No GPS? Listen to VLF Radio Signals to Find Way Home
May 23, 2016 | DARPAEstimated reading time: 3 minutes

The Defense Advanced Research Projects Agency is working now to develop a backup system to be used by service members in the event that access to the Global Positioning System, or GPS, is denied to them by adversaries.
Lin Haas, with DARPA's Strategic Technology Office, discussed the effort, May 11, during "DARPA Demo Day" in the Pentagon courtyard.
"Our main goal is a backup position navigation and timing system when GPS is not available. We're focusing on naval surface and aviation ... and it's very applicable to Army helicopters," Haas said, adding that DARPA is working closely with the Army's Communications Electronics Research Development and Engineering Command in the effort.
The "Spatial, Temporal and Orientation Information in Contested Environments" project, or STOIC, is meant to provide position navigation and timing in situations where GPS is denied to U.S. forces, he said.
"Right now we don't have a backup PNT system that provides global coverage," he said. "That's what STOIC is researching -- can we provide a backup?"

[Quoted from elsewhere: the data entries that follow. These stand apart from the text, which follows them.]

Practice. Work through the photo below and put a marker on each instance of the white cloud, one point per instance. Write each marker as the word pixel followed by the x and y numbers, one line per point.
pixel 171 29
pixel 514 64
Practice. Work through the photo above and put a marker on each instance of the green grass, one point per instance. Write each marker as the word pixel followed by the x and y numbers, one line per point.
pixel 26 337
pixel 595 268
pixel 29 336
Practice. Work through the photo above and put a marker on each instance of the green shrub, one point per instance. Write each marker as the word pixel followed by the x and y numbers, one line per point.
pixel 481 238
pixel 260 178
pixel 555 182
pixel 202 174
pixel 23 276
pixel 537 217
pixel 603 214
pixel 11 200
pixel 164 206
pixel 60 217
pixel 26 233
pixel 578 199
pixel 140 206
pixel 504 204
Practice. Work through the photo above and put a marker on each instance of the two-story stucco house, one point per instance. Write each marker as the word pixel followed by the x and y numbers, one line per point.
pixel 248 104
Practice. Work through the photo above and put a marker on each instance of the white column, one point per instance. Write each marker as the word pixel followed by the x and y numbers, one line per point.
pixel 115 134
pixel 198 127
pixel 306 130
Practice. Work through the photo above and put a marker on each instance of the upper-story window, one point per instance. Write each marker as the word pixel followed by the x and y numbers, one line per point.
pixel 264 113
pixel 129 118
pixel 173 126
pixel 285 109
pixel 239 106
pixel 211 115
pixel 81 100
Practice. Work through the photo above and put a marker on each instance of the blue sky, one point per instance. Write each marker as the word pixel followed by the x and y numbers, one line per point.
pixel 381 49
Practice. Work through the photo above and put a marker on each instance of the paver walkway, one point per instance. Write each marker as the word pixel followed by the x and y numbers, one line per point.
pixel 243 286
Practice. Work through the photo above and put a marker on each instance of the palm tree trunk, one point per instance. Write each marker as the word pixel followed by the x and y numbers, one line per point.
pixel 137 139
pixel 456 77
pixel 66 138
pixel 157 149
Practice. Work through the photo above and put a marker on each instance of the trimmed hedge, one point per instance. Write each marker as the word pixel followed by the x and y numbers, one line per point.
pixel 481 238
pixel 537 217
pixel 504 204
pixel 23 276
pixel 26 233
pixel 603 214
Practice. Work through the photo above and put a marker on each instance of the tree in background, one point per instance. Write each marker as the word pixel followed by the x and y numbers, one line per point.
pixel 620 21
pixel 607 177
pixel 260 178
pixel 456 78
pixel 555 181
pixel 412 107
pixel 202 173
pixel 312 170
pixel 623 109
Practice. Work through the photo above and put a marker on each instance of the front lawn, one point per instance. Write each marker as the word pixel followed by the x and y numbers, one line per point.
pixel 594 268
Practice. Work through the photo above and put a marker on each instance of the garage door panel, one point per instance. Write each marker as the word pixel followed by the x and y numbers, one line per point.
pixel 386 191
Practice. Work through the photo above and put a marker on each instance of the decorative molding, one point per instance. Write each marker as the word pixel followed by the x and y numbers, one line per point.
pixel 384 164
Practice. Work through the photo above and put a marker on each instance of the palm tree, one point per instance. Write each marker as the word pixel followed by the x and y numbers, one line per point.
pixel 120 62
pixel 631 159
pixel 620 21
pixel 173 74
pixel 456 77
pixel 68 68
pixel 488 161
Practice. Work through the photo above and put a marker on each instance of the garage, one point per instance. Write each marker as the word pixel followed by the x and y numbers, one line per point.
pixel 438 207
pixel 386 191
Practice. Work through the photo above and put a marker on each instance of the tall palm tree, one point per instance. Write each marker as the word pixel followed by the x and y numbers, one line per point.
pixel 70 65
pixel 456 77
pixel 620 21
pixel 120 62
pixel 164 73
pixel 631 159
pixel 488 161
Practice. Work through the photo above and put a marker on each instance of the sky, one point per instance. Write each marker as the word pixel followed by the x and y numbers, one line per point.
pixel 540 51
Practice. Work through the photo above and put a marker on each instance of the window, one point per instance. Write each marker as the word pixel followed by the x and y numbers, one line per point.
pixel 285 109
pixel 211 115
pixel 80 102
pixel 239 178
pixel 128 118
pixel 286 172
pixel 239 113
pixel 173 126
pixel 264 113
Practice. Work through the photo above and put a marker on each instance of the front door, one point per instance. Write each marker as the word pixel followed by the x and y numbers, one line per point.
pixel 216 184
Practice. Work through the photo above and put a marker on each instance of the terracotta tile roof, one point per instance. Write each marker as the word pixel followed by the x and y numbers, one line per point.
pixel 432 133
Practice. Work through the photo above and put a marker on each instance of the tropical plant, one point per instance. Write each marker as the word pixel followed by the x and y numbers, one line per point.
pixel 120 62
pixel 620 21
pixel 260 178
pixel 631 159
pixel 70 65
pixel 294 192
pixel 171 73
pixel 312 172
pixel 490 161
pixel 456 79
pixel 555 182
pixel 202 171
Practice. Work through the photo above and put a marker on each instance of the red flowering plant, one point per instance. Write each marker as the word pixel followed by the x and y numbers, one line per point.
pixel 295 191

The STOIC system makes use of very low frequency, or VLF signals already being generated by the Navy for use in communicating with submarines. The VLF stations are located around the globe in fixed locations. In part, STOIC uses those signals to triangulate a user's position on the globe, in much the same way a GPS receiver is used.
Haas had a video display at the Pentagon that demonstrated how some of their work might be applied. On the screen was an overview of a vehicle traveling along a route. Three lines on the screen traced the route of the vehicle's position.
A yellow line was produced by GPS, and was extremely accurate in following the vehicle along the road it traveled. A red line traced the vehicle's route using inertial navigation -- which uses things like a gyroscope and inertial sensors to measure a vehicle's movement away from a previously-known point. The inertial navigation system was accurate for a while, then sharply diverged away from the actual route, never to return. Inertial navigation systems, because they don't use any external reference, compound on their own errors.
Finally, a green line showed navigation traced by a combination of inertial navigation plus use of a VLF signal. The green line danced erratically around the actual route, but never wandered too far from the vehicle.
"We took one day to plug the VLF receiver into the navigation system, and this is the result we got when driving," Haas said. "No months of optimization."
Haas said one of the reasons the green line danced around the screen was due to magnetic interference from things in the vicinity that affect the VLF signals. There was no mitigation for that kind of interference in their initial field tests, he said. But they will work on that to correct it. Additionally, he said, such interference isn't a problem in the air or on the sea -- so that's where they are focusing their efforts now.
"Once we get that foundation for that system in place, there is a lot of work we need to do in terms of developing VLF measurement models," he said.
Haas said an important aspect of using VLF to provide PNT for use in place of GPS is to measure how various terrain affects the VLF signal, and to incorporate that information into the systems that will use VLF for navigation.
"We've got a lot of hard work to do there," he said. "After that, that is when we want to focus on ground applications, and using the signals indoors. VLF can pick up indoors."
Haas said they are shooting to demonstrate real-time positioning with their system by fiscal year 2018 or 2019. There will also be an at-sea demo this summer.